Will Summit Bank’s fortunes change now that there is a new CEO in charge? Or perhaps a better way to put this question is to ask, will there ever be any CEO with the star power and direction to erase Summit Bank’s colourful history?
In a notice from March 26, the bank informed the Pakistan Stock Exchange (PSX) that Ahsan Raza Durrani would no longer be the acting CEO and President of the Bank. Instead, Jawad Majid Khan was to be the new CEO and President. Majid Khan is a choice in line with the bank’s new mission. The bank has recently decided to convert itself into a fully fledged Islamic Bank, and about 48 branches in 23 cities offer Islamic services.
Which means the choice is great, because in his previous role, Jawad Majid Khan was the group head of Emaan Islamic Banking at Silk Bank. And before that, he was the country head for distribution and small and medium enterprises for Dubai Islamic Bank between 2005 and 2011. He is a graduate of economics with a specialization in development economics from Quaid-e-Azam University, in Islamabad.
Silk Bank is not exactly the country’s most profitable bank, or free from interesting moments in its history. But even it comes out looking perfectly normal when compared to the history of Summit Bank.

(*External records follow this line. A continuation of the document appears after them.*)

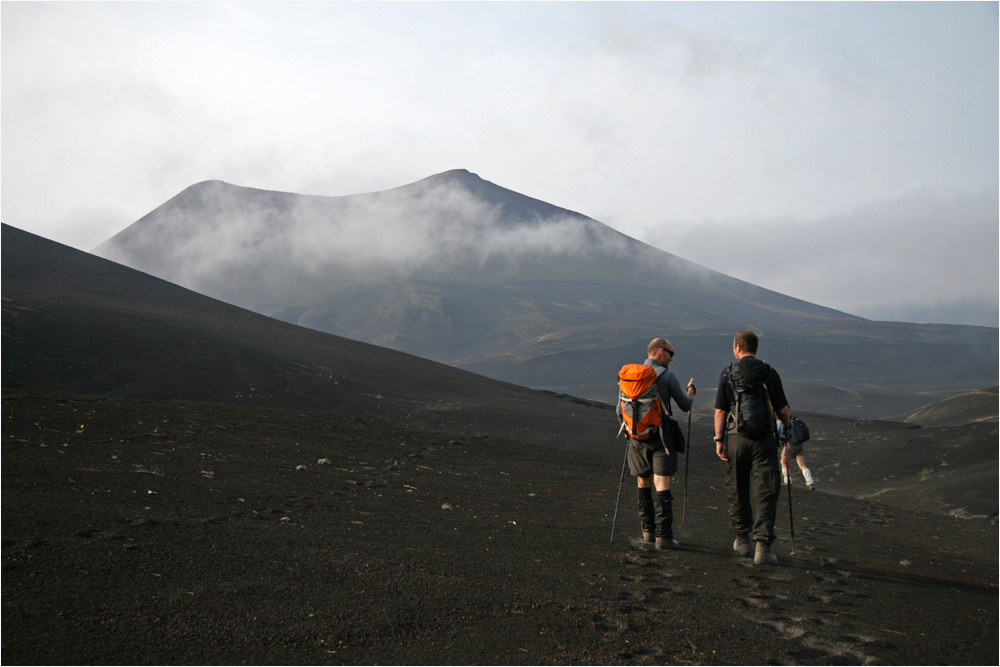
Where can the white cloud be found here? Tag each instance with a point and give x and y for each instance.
(926, 257)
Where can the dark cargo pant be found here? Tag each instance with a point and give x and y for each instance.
(753, 472)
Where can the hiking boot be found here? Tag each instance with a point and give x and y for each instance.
(665, 543)
(743, 547)
(763, 555)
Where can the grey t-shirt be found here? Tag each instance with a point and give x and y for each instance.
(670, 387)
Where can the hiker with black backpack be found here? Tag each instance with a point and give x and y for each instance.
(749, 400)
(654, 438)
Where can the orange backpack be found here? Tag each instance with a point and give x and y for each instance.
(639, 402)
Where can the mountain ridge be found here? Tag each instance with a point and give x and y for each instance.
(460, 270)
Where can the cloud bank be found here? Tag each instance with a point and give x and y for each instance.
(922, 258)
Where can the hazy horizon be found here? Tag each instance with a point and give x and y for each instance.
(841, 153)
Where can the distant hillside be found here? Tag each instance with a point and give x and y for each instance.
(972, 406)
(460, 270)
(76, 322)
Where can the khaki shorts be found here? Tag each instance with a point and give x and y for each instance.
(648, 457)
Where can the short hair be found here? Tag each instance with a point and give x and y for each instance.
(656, 344)
(747, 340)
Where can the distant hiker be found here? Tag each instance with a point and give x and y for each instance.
(750, 397)
(654, 438)
(792, 450)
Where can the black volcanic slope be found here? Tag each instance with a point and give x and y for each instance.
(172, 532)
(206, 503)
(460, 270)
(81, 323)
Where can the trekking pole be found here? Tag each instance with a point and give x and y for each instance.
(687, 461)
(791, 519)
(617, 502)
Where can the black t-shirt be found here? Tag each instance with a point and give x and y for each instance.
(750, 367)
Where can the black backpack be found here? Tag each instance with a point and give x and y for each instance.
(751, 407)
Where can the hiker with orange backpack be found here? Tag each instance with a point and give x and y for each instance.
(654, 438)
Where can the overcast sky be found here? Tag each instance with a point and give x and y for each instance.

To recall, Summit Bank is an amalgamation of three different (and absolutely tiny banks): Arif Habib Bank, Atlas Bank, and Mybank. In 2010, Suroor Investments Ltd, a Mauritius based investment firm, acquired a majority stake in Arif Habib Bank, and rebranded it as Summit Bank. It also acquired majority shares of MyBank Ltd and Atlas Bank Ltd in Pakistan.
None of those three banks was ever a viable bank on its own. But the founding CEO of the bank (in 2009), Husain Lawai, made a valiant effort to make the bank profitable, undertaking several initiatives to improve the bank’s operations. For instance, he moved nearly a third of the branches he inherited to cut costs, and also tried to attract retail deposits by introducing co-branded and prepaid debit cards (then still unusual in Pakistan), and focusing on the remittances business.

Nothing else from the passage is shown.